The Chinese delegation brought two pandas as gifts, bound for the Moscow Zoo. “The animal is a symbol of China and the gesture is very important to our partners,” Yury Ushakov, Putin’s foreign policy aide said.
“Our relationship will be better and better,” said Xi, who was received with full honours when he arrived at Moscow’s Vnukovo airport in the afternoon.
The trip comes five years after Moscow’s annexation of Ukraine’s Crimea peninsula led to a serious rift with its Western partners and subsequent turn toward its neighbour to the east.
“In recent years, thanks to your direct participation, the relationship between Russia and China has reached an unprecedentedly high level,” the Russian president said.
Following the talks and a visit to the Bolshoi Theatre late Wednesday, Xi is set to travel to Russia’s former imperial capital Saint Petersburg.
There he will attend an economic forum hosted by Putin on Thursday and Friday.
China and Russia “have strong political mutual trust, and support each other firmly on issues concerning each other’s core interests and major concerns,” Xi said during an interview with Russian media ahead of the visit.
Putin’s foreign policy aide, Yury Ushakov, earlier said Xi and Putin would sign a new declaration on their “global partnership and strategic cooperation, which are entering a new era”.
The partnership is yielding increasing trade, which has increased by 25 percent in 2018 to hit a record $108 billion (96 billion euros), he added, calling China “Russia’s most important economic partner”.
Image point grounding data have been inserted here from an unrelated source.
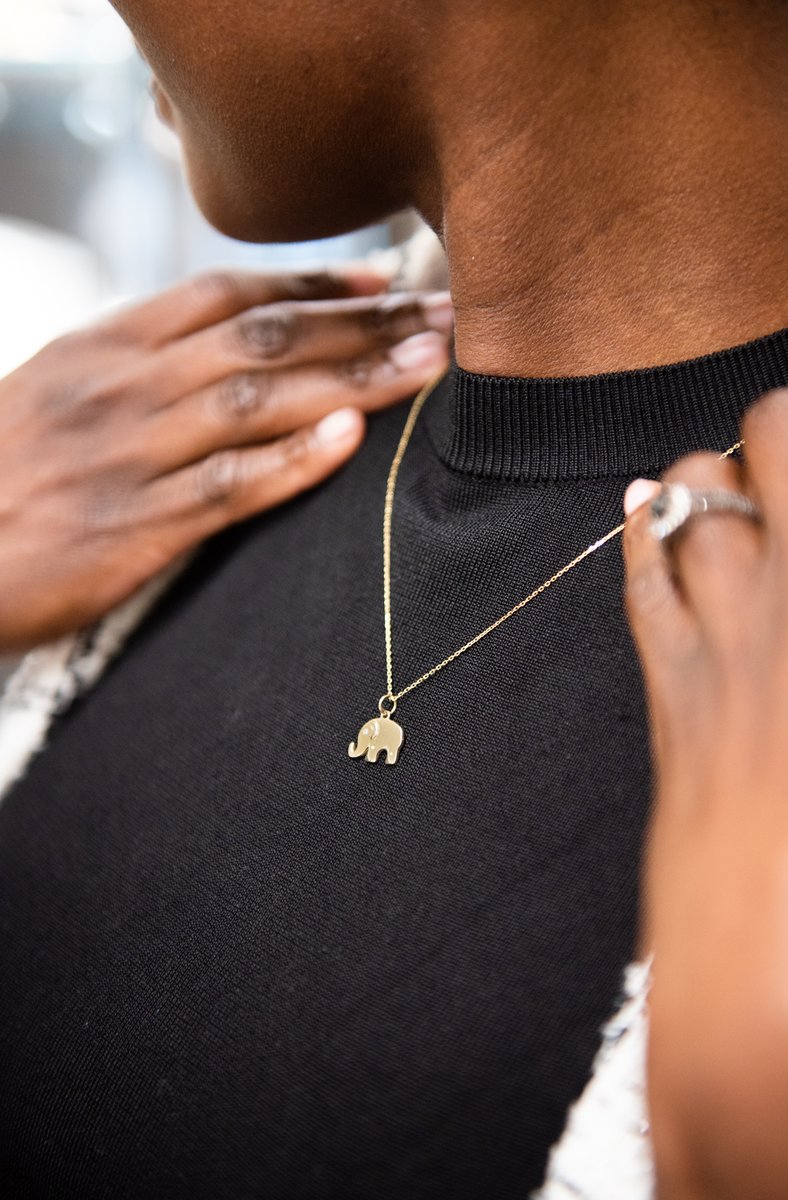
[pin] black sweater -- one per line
(238, 964)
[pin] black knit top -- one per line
(236, 963)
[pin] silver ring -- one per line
(675, 503)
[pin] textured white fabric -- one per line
(605, 1152)
(52, 676)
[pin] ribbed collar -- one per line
(593, 426)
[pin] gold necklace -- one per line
(382, 733)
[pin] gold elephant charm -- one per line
(378, 735)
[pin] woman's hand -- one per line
(125, 445)
(710, 617)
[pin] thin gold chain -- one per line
(391, 487)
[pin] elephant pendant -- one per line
(378, 735)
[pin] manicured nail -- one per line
(439, 312)
(337, 426)
(638, 493)
(419, 352)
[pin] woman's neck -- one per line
(626, 205)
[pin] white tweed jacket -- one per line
(605, 1152)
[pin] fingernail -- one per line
(419, 352)
(638, 493)
(337, 426)
(439, 312)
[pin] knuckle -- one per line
(241, 396)
(312, 285)
(268, 331)
(361, 373)
(289, 454)
(392, 318)
(217, 478)
(649, 591)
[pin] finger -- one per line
(220, 295)
(264, 405)
(283, 335)
(234, 484)
(716, 553)
(765, 436)
(663, 628)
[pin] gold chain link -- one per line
(391, 486)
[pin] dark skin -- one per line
(126, 444)
(609, 183)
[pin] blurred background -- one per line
(92, 203)
(94, 209)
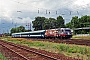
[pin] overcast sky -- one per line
(14, 13)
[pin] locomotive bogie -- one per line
(50, 33)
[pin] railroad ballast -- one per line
(49, 33)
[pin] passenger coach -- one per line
(50, 33)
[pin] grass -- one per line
(2, 57)
(76, 51)
(81, 37)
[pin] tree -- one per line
(38, 23)
(49, 23)
(60, 22)
(18, 29)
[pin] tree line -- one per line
(42, 23)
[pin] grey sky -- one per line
(9, 15)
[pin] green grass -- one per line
(2, 57)
(81, 37)
(72, 50)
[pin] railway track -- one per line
(19, 52)
(67, 41)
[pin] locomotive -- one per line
(49, 33)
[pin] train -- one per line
(49, 33)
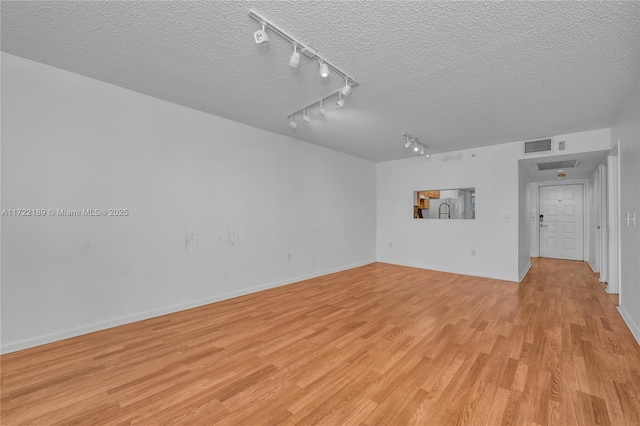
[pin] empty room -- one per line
(331, 213)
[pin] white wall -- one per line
(215, 206)
(524, 234)
(626, 134)
(446, 245)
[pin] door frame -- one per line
(604, 223)
(535, 209)
(613, 201)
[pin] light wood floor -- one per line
(376, 345)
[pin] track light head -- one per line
(324, 70)
(294, 59)
(346, 90)
(261, 36)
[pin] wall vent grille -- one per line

Russia may have had unrealistic expectations from its pivot to the east following Western sanctions over Ukraine, said Alexander Gabuev, who heads the Asia programme at the Carnegie Moscow Center.
Nevertheless, China’s share in Russian foreign trade has nearly doubled since then, he added.
“The pivot really is happening,” he said.
“Despite all the difficulties, China became a significant creditor and rather significant investor” in Russia at a time when many other investors preferred to pack their bags.
Cooperation with China is seen by Moscow as “the lesser of two evils” to stimulate economic growth, Gabuev said — the alternative being deep internal reforms and reconciliation with the West.
Politically, the two countries seem consistently aligned and often vote in unison as permanent members of the UN Security Council.